With the shock of sudden recognition, Tall Bear found himself staring directly into Jack Gregory’s smiling face.
Recovering with a remarkable swiftness, Tall Bear stepped forward to grip Jack’s hand. “Jack, you crazy son of a bitch! I thought you’d be smart enough to stay out of this country.”
“Guess I’ve never been that bright.”
“What the hell are you doing out here on this back road?”
“Waiting for you to drive by and catch me. Calling didn’t seem like such a great idea. Got somewhere we can have a private talk?”
“Lots of privacy out here on the res. Even got a place we can sit on a couch and have a beer.”
Jack grinned. “I could go for that. You sure your place isn’t bugged?”
“I’m not talking about my house. A buddy of mine went to visit family in Arizona. I’m watching his place while he’s gone.”
“And his beer?”
“You got it.”
“All right. I’ll follow you.”
Eddy Castillo’s house wasn’t anything fancy, a double-wide a few miles north of town with a steel carport sitting off to one side, a fenced backyard with some greenish-brown grass. Leading Jack inside, Tall Bear motioned to the couch as he opened the fridge.
“Take a load off.”
Returning with two ice-cold Buds, Tall Bear handed one to Jack and plopped down beside him. “How’s Janet?”
“Looking fine, as usual.”
Tall Bear laughed. “And the baby?”
“Beautiful baby boy. Robert Brice Gregory. We call him Robby.”
“So you finally strapped on some
huevos
and married her?”
“I did. Married her in a church in Puyo, Equador. Right before I came back here.”
“Damn, that’s fine. Wish I’d been there.”
“Me too.”
Jack raised the can to his lips, pausing to feel the cold condensation before dribbling the amber fluid into his mouth. As he lowered it once more, his smile returned. “By the way, I understand congratulations are in order. President of the Navajo Nation?”
“Not yet. I get sworn in next week.”
“President of the largest tribe in North America. I’d say that’s a pretty big deal. Especially with what’s going on in the world right now.”
Tall Bear’s face acquired a more serious cast as he voiced the question foremost in his mind. “So what brings you back to this neck of the woods?”
“I need a favor.”
“Does it have anything to do with those Los Alamos kids?”
Jack paused. “Jim, you mystical bastard. Now how would you guess that?”
Tall Bear took a long pull at his beer, feeling the bite of the hops as he held it on his tongue. “It’s been all over the news.”
“Yeah. But the news says they’re dead.”
“They’re not.”
“I know, but how do you?”
Tall Bear got to his feet, walking over to look out the window at the dusty road winding away into the lonely hills. “You know Freddy Hagerman?”
“The reporter?”
“Yeah.”
“I’ve read his work.”
“A few days ago, he called me. Says he’s hidden a digital recorder in a back yard in White Rock. Needs me to get it for him.”
“Why you?”
“My question exactly. He says he interviewed a Los Alamos psychiatrist who once treated Heather McFarland. In the interview, Dr. Sigmund said she’d recently been to see Heather McFarland at an NSA supermax facility in Maryland. That was right before Sigmund killed herself. Freddy hid the recorder then, called the cops.”

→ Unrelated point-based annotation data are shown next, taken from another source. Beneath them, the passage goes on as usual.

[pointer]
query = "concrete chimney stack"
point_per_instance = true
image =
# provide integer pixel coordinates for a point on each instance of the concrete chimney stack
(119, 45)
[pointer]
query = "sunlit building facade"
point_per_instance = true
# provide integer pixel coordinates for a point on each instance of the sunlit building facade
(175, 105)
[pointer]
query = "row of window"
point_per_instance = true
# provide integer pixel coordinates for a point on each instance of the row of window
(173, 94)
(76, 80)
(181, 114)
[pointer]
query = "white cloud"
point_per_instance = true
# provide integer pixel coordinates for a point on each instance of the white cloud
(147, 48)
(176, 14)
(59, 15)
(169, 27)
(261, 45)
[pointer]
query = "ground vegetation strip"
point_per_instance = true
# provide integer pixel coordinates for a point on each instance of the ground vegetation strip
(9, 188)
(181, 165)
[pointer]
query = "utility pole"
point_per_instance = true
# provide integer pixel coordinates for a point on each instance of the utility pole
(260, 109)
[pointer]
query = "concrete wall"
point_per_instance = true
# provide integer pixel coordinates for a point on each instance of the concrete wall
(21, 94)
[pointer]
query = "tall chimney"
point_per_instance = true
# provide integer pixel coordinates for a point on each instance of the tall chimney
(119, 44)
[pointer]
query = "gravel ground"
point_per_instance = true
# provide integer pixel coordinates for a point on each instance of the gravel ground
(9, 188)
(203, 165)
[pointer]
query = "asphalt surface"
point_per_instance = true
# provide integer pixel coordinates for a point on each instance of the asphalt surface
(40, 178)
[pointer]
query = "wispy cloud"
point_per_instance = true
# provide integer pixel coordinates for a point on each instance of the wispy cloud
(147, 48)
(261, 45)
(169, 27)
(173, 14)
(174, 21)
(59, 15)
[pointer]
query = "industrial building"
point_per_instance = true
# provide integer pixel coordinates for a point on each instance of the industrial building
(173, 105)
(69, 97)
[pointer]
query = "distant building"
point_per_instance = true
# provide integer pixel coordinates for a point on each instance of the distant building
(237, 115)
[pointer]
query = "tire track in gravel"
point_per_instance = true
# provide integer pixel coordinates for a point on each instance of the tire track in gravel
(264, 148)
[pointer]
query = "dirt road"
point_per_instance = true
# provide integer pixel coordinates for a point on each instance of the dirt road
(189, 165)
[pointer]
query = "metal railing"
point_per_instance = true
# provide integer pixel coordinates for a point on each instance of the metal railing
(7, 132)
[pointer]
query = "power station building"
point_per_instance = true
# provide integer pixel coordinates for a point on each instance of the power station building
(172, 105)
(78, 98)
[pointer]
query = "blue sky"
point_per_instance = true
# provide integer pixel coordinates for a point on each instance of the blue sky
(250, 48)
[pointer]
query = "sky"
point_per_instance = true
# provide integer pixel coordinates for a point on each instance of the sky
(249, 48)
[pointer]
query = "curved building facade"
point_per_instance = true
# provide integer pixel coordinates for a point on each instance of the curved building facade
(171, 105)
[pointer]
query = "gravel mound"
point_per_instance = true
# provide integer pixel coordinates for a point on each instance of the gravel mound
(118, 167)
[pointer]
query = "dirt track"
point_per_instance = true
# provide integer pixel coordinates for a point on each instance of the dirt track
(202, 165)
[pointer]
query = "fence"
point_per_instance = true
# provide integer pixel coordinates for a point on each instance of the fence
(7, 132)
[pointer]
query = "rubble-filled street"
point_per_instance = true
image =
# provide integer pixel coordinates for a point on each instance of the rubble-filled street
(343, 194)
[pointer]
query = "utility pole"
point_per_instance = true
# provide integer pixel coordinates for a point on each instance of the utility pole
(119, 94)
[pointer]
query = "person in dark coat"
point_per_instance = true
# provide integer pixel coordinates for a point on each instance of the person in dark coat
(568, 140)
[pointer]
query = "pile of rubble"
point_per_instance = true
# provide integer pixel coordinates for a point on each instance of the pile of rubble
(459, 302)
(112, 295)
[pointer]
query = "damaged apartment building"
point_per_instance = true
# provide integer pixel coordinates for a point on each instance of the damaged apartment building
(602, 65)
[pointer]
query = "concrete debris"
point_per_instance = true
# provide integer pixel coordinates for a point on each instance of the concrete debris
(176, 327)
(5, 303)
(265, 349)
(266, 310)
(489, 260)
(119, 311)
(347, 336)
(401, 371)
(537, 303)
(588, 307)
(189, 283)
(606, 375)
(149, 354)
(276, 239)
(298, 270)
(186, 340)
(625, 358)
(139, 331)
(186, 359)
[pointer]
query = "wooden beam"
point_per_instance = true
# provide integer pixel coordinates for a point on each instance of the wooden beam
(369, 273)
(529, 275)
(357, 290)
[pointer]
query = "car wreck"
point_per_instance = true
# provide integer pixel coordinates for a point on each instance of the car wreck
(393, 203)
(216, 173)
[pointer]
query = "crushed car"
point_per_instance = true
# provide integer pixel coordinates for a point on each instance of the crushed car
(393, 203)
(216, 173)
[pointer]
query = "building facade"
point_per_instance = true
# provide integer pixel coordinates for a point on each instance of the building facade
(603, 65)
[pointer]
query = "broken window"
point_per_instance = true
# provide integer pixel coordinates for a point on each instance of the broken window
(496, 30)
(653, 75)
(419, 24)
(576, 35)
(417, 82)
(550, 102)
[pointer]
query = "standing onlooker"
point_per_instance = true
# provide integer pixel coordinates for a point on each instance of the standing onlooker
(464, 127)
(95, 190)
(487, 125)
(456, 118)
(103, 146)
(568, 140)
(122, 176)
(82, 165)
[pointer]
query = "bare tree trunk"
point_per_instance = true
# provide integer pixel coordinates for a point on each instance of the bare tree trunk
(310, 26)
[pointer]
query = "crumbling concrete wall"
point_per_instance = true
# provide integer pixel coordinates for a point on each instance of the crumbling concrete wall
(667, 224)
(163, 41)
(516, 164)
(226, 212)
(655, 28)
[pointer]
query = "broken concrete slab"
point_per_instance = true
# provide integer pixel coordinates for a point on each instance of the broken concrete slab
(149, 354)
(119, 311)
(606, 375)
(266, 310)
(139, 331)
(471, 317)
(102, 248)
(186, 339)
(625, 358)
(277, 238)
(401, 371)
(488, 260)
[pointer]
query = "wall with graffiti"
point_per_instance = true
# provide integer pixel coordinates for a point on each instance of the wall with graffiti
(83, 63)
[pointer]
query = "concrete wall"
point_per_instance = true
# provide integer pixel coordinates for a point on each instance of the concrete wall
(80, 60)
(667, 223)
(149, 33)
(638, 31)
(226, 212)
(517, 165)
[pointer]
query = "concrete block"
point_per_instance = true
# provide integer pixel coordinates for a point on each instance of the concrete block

“So you got the recorder?”
“Got it, listened to it, sent it FedEx to a friend of Hagerman’s in DC.”
Several seconds of silence hung in the air between them.
“What was on that recording, Jim?”
Tall Bear turned to look at Jack. “Heather McFarland is alive. Probably the other two as well. The NSA’s playing hardball with them.” He shrugged. “Maybe they’d be better off dead.”
A cold smile settled on Jack’s face.
“Don’t bet on it.”
“So what can I do for you?”
Recalling the first time he’d stared into the strange fire of Jack Gregory’s eyes, Tall Bear found himself mouthing a silent prayer. Ancestors help him. Ancestors help them all.